Seçime odaklanan AKP-MHP rejimi, ortaya serilen skandallara dair tek laf etmiyor. Rejimden beslenen gazeteci kılıklı tetikçiler de skandala dair konuşmuyorlar. Saray’ın Kızılay’ın başına atadığı cani şebekesi ise halen işinin başında. İşin bir diğer ilginç tarafı, seçime odaklanan düzen muhalefetinin de bu skandallara hak ettikleri önemi vermemesidir.

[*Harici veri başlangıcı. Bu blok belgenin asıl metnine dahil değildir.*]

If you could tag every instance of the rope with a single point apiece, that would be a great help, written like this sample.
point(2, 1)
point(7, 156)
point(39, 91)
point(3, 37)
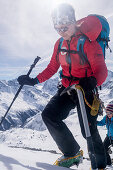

Kızılay’ın deprem sonrasındaki icraatları, Saray rejiminin tepeden tırnağa çeteleştiğini, insanları ölüme sürüklemek pahasına da olsa rant devşirmekten vazgeçmediğini gözler önüne seriyor. Bu ağır suçlar emekçilere karşı işlenmiştir. Hesabını da işçiler ve emekçiler örgütlü mücadeleyi yükselterek sormalıdır!

(*) Ulusal Kızılay-Kızılhaç derneklerini bir araya getiren ve aralarında eşgüdüm ve işbirliğini sağlayan bir federasyon var adı Uluslararası Kızılhaç ve Kızılay Dernekleri Federasyonu yani kısaltması (IFRC).